Collecting on low balance credit cards is a special niche in the debt buying world. While these accounts are smaller, individual debts usually under $1,000, there’s a lot of them so if you can manage them right using a multi-agency approach. This is where the law of percentages comes into play in the debt buying world.
Pros and Cons
The main advantage of buying newer, fresher credit card debts from banks or lenders is the volume of accounts. High volume allows debt buyers to use the law of percentages where even small recovery rates on many accounts can add up to big numbers. But the main challenge is the lower balance on these accounts which makes collection less profitable on a per account basis. Offering 50% settlements eats into the profit margin on the acquisition cost.
Strategic Deployment to Collection Agencies
Initial Placement and Engagement
For zero agency accounts—accounts that have not been worked by a collection agency—placement fees are 25-30%. The first agency, Agency A, sets the stage for successful collections. This agency has a secure link or FTP portal to access and load the debts into their collection platform. Once the accounts are loaded they send out mandatory 30 day letters to the debtors advising them of the collection activity and comply with all legal requirements. Then they call and text the debtors and ask them to settle.
Technology Boost
After 90 days with Agency A, the accounts are sent to Agency B, an AI driven collection agency. This agency uses AI technology to influence debtor behavior. They have a high tech website that offers flexible payment plans so they can make the process as frictionless as possible for the debtor.
Legal and Long Term
After the AI collection phase, higher balance accounts are evaluated for legal viability. A law firm reviews these accounts to determine which are good for litigation based on the likelihood of recovery through legal action. This step ensures that only debtors that meet certain criteria are pursued in court so resources and legal spend is optimized.
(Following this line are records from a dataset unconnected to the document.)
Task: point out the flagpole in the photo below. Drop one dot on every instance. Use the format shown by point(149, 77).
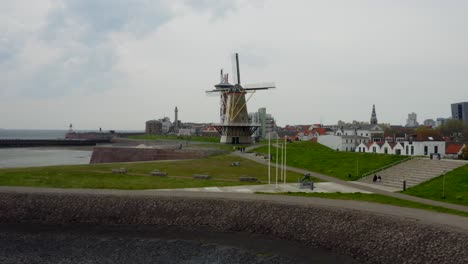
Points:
point(277, 161)
point(282, 160)
point(269, 157)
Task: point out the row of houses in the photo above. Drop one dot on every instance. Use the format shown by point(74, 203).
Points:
point(371, 139)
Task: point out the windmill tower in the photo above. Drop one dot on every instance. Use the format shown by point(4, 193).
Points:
point(235, 127)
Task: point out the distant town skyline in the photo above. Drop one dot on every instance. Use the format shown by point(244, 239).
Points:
point(116, 64)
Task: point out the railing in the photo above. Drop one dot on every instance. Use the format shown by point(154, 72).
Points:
point(386, 166)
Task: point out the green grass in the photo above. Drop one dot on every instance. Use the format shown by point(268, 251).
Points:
point(99, 175)
point(456, 187)
point(378, 198)
point(318, 158)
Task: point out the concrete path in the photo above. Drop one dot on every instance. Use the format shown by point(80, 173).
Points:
point(359, 186)
point(323, 187)
point(459, 223)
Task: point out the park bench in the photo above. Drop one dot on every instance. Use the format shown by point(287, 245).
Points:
point(249, 179)
point(159, 173)
point(201, 176)
point(121, 170)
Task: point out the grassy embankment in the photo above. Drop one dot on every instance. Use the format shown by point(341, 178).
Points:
point(456, 187)
point(99, 176)
point(318, 158)
point(377, 198)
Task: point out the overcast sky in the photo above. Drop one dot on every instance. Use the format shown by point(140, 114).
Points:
point(117, 63)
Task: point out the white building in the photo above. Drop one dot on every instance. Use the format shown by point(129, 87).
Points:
point(416, 147)
point(412, 120)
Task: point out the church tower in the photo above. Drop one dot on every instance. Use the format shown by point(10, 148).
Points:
point(373, 116)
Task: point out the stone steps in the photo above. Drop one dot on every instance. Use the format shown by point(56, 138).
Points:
point(414, 172)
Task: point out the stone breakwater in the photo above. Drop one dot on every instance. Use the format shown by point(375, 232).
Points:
point(367, 237)
point(116, 154)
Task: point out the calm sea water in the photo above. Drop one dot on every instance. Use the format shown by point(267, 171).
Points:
point(40, 156)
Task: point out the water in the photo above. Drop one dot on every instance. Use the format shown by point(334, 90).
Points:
point(40, 156)
point(43, 156)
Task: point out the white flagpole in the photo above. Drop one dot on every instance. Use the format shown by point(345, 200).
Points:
point(285, 144)
point(277, 161)
point(282, 160)
point(269, 157)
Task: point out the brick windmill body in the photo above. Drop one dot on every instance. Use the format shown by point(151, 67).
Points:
point(235, 126)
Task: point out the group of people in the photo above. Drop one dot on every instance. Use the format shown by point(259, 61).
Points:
point(376, 178)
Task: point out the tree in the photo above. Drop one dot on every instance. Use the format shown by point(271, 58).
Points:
point(453, 127)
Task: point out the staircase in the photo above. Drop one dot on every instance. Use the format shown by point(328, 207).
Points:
point(414, 171)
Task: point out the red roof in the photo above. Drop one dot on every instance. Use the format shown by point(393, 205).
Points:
point(453, 148)
point(321, 130)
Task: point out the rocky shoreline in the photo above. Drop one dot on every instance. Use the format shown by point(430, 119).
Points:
point(366, 237)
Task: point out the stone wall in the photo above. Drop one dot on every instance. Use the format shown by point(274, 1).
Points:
point(127, 154)
point(365, 236)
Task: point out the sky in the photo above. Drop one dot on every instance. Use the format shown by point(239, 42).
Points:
point(118, 63)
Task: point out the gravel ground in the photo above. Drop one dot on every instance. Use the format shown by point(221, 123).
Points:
point(126, 244)
point(365, 236)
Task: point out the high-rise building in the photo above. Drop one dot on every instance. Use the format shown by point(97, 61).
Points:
point(429, 123)
point(266, 122)
point(460, 111)
point(441, 121)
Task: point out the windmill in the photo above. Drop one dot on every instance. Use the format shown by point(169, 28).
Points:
point(235, 127)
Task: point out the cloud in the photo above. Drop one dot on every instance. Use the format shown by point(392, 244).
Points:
point(146, 57)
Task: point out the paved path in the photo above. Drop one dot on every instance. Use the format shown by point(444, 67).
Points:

Breathing Room and Specialized Recovery
After all the collection activity, the remaining accounts are put on hold for a short period. This gives the debtors a break from the collection activity and sometimes they will be more willing to cooperate in the future. After the break the accounts are sent to a specialized shop that only works credit card debt for a year. This final agency has deep knowledge of credit card collections and uses custom strategies to get the most out of these types of debts.
Compliance and Ethics
All agencies involved in this multi-tiered collection process are fully licensed and bonded and comply with all applicable laws and regulations including those of the Federal Trade Commission and local authorities. This compliance protects the debtor’s rights and also enhances the credibility and effectiveness of the collection activity.
Conclusion
Collecting on low balance credit cards requires a multi faceted approach that balances aggressive recovery with periods of debtor breathing room and uses technology to make the payment process as frictionless as possible. By moving the debts through various specialized agencies debt buyers can optimize their recovery process and make sure each stage of the collection is handled by experts who are knowledgeable of the low balance credit card debt challenges. This multi agency approach with strict compliance and ethics ensures recovery rates are maximized while maintaining a good debtor relationship and compliance with regulations.